1. Define (at random or in deterministic way) which 6 among 49 marbles are lucky.

2.  Simulate random extraction of 6 marbles from a lot of 49 marbles, unique integer numbers w/o replacement using the function UniformBits and, say, MT19937 BRNG as described in the pseudo-code below:

   a. Generate first number:

        viRngUniformBits( method, stream, 1, &r );

         ball[1] = ( r % 49 )  +  1;

   b. Generate the rest numbers by making sure that the numbers are unique

      for j = 2...6 {

      is_unique = false;

       while ( is_unique != true ) {

         viRngUniformBits( method, stream, 1, &r );

         ball_idx = ( r % 49 )  +  1;

         is_unique = isIdxUnique( ball_idx, j, ball ); // the function that checks that balls_idx differs from the previous indices


     ball = ball_idx;


3. It makes sense to confirm that number of successes in the those samples follows hypergeometric distribution (I did not do this but assume it does)

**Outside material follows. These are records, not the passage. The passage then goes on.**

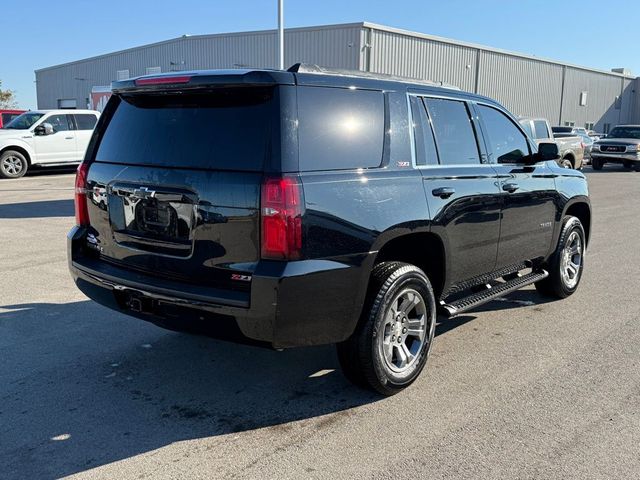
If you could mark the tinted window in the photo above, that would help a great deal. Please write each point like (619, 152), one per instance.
(229, 129)
(507, 143)
(85, 121)
(625, 132)
(425, 145)
(7, 117)
(60, 123)
(540, 127)
(340, 128)
(454, 133)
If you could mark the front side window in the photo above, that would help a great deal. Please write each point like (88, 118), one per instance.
(24, 121)
(426, 153)
(60, 123)
(454, 133)
(507, 143)
(541, 129)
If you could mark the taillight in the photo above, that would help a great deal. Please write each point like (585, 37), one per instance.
(281, 212)
(82, 213)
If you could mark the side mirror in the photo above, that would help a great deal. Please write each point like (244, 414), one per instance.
(547, 151)
(44, 129)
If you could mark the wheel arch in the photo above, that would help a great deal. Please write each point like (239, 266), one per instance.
(425, 250)
(582, 210)
(20, 149)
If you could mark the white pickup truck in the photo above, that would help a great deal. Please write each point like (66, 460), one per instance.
(45, 137)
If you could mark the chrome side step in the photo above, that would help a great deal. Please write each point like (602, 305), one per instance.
(495, 291)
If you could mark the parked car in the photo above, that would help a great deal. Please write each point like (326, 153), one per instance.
(571, 147)
(308, 207)
(44, 138)
(7, 115)
(621, 145)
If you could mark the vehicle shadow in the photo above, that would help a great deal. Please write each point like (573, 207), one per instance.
(42, 209)
(82, 386)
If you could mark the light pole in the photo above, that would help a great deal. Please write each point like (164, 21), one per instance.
(281, 34)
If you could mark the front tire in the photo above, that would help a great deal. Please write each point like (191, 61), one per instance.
(391, 344)
(13, 164)
(596, 164)
(567, 262)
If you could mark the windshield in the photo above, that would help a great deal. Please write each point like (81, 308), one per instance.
(625, 132)
(24, 121)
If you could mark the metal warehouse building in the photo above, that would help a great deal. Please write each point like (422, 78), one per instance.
(565, 94)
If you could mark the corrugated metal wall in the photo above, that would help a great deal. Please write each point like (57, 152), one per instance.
(602, 90)
(337, 47)
(414, 57)
(525, 85)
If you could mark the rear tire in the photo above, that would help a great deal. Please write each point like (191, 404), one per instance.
(13, 164)
(392, 341)
(596, 164)
(567, 262)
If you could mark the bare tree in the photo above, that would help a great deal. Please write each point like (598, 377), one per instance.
(7, 98)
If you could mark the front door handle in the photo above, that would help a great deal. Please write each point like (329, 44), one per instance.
(443, 192)
(510, 187)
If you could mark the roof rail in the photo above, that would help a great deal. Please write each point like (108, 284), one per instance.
(317, 69)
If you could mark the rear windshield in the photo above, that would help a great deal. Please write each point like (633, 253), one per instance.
(227, 129)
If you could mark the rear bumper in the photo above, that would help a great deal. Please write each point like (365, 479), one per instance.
(290, 304)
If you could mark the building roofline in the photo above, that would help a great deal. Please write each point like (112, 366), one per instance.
(451, 41)
(206, 35)
(370, 25)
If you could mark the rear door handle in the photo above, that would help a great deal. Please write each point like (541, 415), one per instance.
(510, 187)
(443, 192)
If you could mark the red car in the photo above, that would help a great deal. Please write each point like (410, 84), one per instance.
(7, 115)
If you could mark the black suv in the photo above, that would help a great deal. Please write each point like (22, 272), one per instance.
(307, 207)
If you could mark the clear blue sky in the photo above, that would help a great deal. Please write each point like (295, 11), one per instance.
(595, 33)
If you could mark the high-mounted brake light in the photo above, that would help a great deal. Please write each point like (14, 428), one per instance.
(82, 212)
(282, 206)
(163, 80)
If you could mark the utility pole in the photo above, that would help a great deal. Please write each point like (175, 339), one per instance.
(281, 34)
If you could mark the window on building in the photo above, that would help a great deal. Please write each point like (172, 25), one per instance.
(583, 99)
(506, 141)
(122, 75)
(426, 153)
(454, 133)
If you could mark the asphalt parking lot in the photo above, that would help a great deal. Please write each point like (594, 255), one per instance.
(522, 388)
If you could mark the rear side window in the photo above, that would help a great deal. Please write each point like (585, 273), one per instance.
(60, 123)
(507, 143)
(227, 129)
(454, 133)
(426, 153)
(340, 128)
(85, 121)
(541, 129)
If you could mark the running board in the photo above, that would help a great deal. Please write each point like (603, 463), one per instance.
(496, 291)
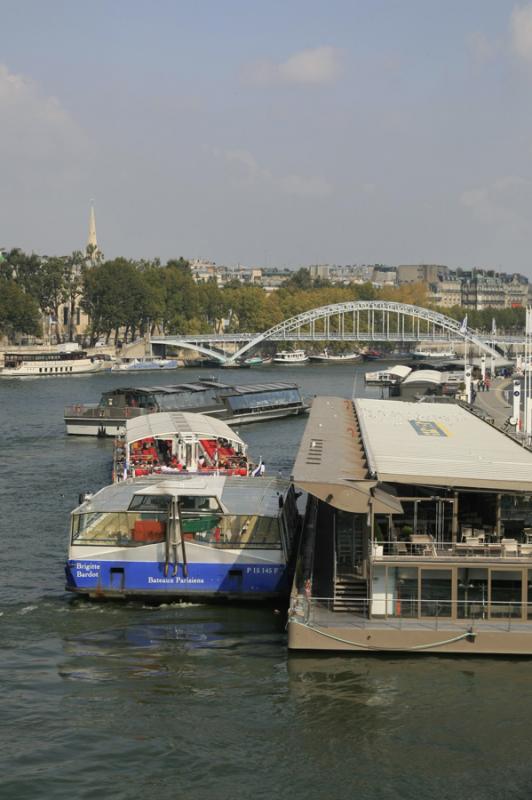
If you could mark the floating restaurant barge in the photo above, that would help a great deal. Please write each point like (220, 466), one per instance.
(418, 532)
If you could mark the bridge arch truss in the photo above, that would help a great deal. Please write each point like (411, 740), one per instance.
(369, 321)
(357, 321)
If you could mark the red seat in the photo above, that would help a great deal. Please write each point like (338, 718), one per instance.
(148, 530)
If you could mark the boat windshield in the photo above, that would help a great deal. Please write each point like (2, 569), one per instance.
(260, 400)
(202, 524)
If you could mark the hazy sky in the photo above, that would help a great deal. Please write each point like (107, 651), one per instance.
(275, 132)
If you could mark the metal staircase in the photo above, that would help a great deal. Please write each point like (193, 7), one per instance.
(350, 594)
(350, 588)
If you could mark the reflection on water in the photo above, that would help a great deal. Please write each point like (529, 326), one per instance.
(196, 701)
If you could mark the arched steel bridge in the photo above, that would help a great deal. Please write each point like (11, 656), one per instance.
(356, 321)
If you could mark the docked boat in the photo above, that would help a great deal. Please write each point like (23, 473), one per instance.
(254, 361)
(50, 364)
(144, 364)
(434, 354)
(290, 357)
(172, 443)
(331, 358)
(392, 376)
(430, 382)
(238, 404)
(192, 536)
(418, 534)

4. The scheme above just gives the idea about the approach and is not optimal from perspective of performance. It admits optimization when, for example, you do multiple drawings of size 6.

Another approach might rely on use of Hypergeometric RNG. The generator returns number k of lucky marbles. So, you would need to choose any combination of k from the predefined 6 lucky marrbles, and s-k - from the rest using the scheme above or similar.